No, x is not that, it's [tex]\hbar c/\lambda k T[/tex] infact it then writes the Wien's displacement law in terms of wavelenght, but the book omits to write that then you should use the other Planck equation (with wavelenght) and it's a quite bad omission; I understand your concern.En Joy said:
Wien's displacement law is an equation that describes the relationship between the wavelength at which a blackbody emits the most radiation and its temperature. It is derived from Planck's formula, which describes the energy distribution of blackbody radiation. In other words, Wien's displacement law is a more specific application of Planck's formula.

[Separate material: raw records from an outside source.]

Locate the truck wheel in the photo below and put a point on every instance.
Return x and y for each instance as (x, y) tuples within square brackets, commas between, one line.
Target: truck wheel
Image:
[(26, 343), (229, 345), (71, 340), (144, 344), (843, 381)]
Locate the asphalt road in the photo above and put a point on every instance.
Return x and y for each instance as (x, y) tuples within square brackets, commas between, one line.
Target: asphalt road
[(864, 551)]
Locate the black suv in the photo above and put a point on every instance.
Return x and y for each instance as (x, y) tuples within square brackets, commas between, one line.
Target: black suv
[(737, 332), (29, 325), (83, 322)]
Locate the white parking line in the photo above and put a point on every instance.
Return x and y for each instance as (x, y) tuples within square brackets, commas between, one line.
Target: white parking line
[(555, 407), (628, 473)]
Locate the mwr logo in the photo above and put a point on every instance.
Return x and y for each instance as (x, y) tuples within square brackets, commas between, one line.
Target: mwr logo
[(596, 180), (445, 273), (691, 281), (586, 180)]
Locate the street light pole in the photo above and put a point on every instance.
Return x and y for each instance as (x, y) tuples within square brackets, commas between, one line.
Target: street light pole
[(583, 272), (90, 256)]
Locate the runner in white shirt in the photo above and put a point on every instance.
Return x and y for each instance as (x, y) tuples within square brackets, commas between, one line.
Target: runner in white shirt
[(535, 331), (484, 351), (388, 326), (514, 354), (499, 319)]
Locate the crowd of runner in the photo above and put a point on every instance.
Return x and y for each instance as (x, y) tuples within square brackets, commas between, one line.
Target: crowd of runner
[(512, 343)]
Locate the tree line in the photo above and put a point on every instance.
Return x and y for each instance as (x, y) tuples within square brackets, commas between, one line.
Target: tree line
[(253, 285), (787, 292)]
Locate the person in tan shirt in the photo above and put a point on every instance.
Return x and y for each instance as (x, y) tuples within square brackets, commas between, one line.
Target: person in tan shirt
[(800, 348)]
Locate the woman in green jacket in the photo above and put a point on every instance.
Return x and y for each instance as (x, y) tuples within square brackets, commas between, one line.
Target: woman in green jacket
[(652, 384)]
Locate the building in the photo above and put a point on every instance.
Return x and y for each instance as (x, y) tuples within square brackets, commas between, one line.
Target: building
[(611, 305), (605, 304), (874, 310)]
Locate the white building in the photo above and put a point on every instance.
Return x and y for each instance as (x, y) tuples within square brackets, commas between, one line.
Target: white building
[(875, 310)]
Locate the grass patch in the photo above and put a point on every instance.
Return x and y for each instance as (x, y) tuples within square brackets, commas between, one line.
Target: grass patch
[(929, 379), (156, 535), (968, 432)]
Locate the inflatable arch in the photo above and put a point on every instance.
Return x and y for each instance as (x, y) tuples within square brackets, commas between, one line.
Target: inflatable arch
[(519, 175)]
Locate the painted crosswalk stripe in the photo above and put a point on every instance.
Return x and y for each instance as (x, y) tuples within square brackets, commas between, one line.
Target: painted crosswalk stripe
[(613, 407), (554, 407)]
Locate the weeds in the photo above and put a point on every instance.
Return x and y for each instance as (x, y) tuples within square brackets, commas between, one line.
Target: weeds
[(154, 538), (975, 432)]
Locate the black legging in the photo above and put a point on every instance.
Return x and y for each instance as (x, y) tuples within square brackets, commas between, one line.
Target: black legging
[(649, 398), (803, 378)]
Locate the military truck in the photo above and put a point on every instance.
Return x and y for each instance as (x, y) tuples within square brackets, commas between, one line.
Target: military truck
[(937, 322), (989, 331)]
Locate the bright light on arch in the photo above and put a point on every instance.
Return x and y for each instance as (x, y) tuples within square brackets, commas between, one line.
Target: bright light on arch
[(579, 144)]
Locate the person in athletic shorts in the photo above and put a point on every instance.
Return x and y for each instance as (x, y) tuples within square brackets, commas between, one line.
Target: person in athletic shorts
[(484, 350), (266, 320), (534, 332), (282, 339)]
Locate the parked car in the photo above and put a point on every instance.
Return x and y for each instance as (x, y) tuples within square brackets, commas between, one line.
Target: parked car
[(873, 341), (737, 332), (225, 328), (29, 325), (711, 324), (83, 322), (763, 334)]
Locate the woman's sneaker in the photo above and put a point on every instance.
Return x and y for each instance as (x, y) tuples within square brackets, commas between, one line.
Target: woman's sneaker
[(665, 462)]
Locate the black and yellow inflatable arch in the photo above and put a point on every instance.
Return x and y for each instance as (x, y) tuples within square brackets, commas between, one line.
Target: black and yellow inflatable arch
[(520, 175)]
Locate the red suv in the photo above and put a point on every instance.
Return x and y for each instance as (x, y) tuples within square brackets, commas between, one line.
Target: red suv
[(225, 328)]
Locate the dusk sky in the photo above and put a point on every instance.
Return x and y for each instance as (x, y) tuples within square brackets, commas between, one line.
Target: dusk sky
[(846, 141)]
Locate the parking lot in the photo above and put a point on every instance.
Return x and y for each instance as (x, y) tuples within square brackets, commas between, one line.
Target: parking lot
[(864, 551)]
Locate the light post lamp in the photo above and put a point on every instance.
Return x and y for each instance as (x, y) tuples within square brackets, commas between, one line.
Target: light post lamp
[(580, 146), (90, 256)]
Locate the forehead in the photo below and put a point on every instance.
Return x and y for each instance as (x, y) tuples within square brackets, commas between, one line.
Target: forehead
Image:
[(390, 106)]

Wien's displacement law is used to determine the temperature of objects in space or in the laboratory. It is also used to analyze and interpret the spectrum of light emitted from stars and other celestial bodies, providing valuable information about their composition and temperature.

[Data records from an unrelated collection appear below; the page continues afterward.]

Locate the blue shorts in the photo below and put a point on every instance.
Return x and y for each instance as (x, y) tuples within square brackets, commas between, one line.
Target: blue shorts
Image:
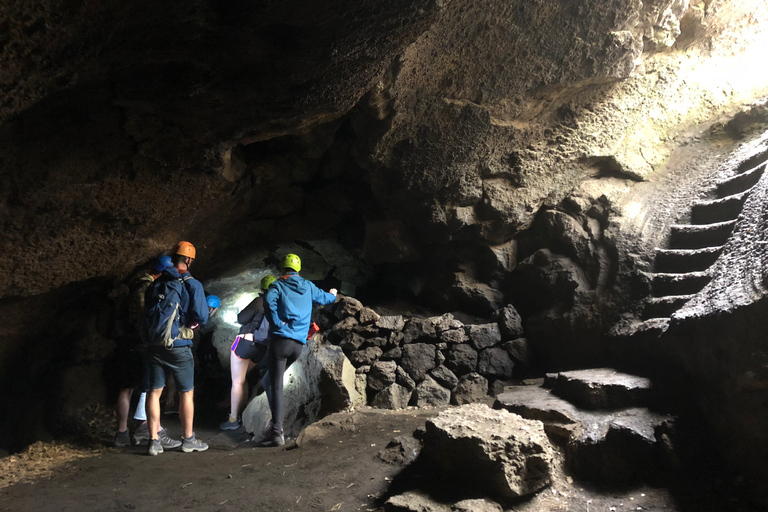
[(178, 360)]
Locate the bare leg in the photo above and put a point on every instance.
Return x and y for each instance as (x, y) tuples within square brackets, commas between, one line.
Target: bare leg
[(123, 404), (238, 368), (153, 412), (187, 411)]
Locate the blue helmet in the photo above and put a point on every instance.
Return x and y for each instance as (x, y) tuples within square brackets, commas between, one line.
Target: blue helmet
[(163, 262)]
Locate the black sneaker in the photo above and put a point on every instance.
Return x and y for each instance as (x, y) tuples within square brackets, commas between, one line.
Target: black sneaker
[(273, 438)]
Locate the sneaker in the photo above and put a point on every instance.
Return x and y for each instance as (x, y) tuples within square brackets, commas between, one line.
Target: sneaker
[(166, 442), (192, 444), (273, 438), (141, 433), (155, 448), (230, 425), (122, 439)]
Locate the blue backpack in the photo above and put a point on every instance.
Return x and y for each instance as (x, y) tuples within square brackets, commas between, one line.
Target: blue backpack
[(162, 310)]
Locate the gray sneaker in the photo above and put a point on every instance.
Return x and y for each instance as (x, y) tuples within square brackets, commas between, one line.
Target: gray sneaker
[(122, 439), (155, 448), (141, 434), (166, 441), (192, 444)]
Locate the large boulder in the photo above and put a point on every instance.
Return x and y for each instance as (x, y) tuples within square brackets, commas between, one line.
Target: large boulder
[(418, 359), (320, 382), (381, 375), (431, 394), (392, 397), (510, 323), (495, 363), (462, 359), (484, 336), (471, 388), (499, 452)]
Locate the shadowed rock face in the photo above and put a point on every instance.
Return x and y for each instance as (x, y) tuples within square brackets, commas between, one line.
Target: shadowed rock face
[(459, 154)]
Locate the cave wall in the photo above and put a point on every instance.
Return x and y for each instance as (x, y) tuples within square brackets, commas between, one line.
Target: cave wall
[(461, 155)]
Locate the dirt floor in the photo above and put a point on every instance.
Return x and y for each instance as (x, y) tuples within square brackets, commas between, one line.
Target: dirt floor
[(338, 468)]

No, Wien's displacement law is only applicable to ideal blackbodies, which are objects that absorb and emit all radiation that falls on them. Real objects, such as stars and planets, are not perfect blackbodies, but their radiation can often be approximated using Wien's displacement law.
Wien's displacement law states that the peak wavelength of blackbody radiation is inversely proportional to the temperature of the object. This means that as the temperature of a blackbody increases, the peak wavelength of its radiation decreases.
Wien's displacement law has many practical applications, including in the fields of astronomy, thermodynamics, and materials science. It is also used in the development of technologies such as infrared cameras and sensors, which rely on the detection of thermal radiation. Additionally, it is a fundamental concept in understanding the behavior of light and energy in various systems.